Легко любить пейзаж. Любить пейзаж — это низший вид любви. Художники с их любовью к видимому — ставленники низших бесов.
Легко понять пейзажистов, выпивших природную жисть до дна в эпоху Сталина. Повернуться задом к социальным ужасам, лицом к природе, зарыться в её пышные сиськи лицом. Ма-мма! Ма-мма! И ничего и никого не видеть, ничего и никого не слышать, кроме шелеста губ Природы. Да. Приятно. Но немужественно как-то.

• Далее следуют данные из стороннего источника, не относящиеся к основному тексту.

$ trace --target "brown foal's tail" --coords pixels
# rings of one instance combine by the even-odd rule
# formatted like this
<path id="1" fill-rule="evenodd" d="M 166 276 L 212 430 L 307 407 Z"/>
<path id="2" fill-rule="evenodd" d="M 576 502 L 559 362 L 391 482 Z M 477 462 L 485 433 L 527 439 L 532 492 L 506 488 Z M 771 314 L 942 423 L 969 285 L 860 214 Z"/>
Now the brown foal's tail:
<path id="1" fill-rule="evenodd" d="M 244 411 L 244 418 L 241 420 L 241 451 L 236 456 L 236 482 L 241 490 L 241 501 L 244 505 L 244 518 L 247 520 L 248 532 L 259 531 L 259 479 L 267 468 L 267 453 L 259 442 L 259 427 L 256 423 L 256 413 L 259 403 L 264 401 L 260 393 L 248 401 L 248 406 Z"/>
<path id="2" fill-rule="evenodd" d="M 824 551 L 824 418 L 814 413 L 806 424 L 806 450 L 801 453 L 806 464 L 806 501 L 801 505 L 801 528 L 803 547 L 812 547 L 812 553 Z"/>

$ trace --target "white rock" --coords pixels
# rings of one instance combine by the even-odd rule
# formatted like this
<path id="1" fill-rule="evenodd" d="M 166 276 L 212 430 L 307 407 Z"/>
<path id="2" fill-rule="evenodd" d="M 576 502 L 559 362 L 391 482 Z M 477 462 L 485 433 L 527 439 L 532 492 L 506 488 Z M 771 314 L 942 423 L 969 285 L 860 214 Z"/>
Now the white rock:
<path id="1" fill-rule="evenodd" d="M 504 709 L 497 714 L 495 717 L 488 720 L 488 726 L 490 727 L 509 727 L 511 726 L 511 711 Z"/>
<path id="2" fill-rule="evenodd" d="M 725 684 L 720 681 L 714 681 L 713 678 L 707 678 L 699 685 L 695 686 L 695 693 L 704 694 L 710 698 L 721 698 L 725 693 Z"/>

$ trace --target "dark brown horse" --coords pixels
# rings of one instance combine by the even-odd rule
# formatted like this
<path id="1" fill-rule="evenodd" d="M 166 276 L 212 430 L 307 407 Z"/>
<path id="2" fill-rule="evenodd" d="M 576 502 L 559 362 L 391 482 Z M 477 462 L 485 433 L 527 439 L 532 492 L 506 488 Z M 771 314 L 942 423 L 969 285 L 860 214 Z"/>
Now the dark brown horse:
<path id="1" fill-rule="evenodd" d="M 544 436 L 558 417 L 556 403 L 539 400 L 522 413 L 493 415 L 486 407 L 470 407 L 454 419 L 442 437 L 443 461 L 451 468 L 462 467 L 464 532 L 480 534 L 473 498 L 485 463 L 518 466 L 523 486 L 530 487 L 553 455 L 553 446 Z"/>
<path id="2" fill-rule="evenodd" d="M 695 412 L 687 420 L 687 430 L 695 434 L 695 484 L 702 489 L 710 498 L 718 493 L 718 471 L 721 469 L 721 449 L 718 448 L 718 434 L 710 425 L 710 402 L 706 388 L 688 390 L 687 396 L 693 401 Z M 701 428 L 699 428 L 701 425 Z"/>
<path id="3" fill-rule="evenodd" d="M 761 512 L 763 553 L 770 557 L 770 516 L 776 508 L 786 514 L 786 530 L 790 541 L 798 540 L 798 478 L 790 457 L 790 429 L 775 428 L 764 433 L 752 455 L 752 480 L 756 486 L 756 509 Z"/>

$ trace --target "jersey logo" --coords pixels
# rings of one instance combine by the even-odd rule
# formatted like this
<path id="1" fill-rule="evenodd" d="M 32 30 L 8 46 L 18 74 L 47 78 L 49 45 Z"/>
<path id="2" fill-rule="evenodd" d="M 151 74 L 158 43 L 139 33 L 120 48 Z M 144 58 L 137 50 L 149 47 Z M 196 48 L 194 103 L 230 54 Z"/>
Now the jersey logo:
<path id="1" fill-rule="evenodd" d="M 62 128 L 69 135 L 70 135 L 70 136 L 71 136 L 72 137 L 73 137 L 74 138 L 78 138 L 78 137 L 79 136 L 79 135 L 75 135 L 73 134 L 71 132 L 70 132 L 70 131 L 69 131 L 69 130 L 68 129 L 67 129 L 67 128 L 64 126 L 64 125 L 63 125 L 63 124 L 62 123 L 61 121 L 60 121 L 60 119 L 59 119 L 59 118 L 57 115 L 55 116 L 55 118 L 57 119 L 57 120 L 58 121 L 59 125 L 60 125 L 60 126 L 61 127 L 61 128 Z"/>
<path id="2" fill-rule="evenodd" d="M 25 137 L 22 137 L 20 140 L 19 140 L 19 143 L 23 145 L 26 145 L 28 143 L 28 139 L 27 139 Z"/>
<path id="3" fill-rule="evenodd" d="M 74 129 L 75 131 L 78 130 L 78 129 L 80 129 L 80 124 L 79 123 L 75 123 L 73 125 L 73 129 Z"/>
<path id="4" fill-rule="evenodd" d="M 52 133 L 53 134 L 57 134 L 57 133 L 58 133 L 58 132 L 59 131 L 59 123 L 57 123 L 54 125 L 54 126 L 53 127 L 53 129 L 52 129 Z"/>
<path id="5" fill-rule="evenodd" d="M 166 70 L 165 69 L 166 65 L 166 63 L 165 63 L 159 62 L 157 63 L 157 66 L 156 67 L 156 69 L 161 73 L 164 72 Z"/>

Нет, не буду любить пейзаж!
Сборы в райсобесСоседка Антонина собралась в райсобес. Леди с интеллектуальными и артистическими способностями, намного превосходящими способности многих окружающих, тем не менее совершенно не способна к добыванию денег в плотных весёлых объятиях трудового коллектива. Какая-то прореха в социализации сквозит. То ли у неё, то ли у социализации, к которой следует приобщаться члену общества. Единственный её источник доходов — это сбор справок, подтверждение инвалидности, вопль о малообеспеченности и всё из того же ряда. Собес — «содействие бесу социализма» — такая у меня расшифровка этого слова.
Антонина крутится перед зеркалом, которое висит в тёмной прихожей: «Подожди, я сейчас. Только оденусь. Вместе пойдём. Нам по пути до метро». — «Ну ладно, подожду», — соглашаюсь я опрометчиво. Жара. Июль.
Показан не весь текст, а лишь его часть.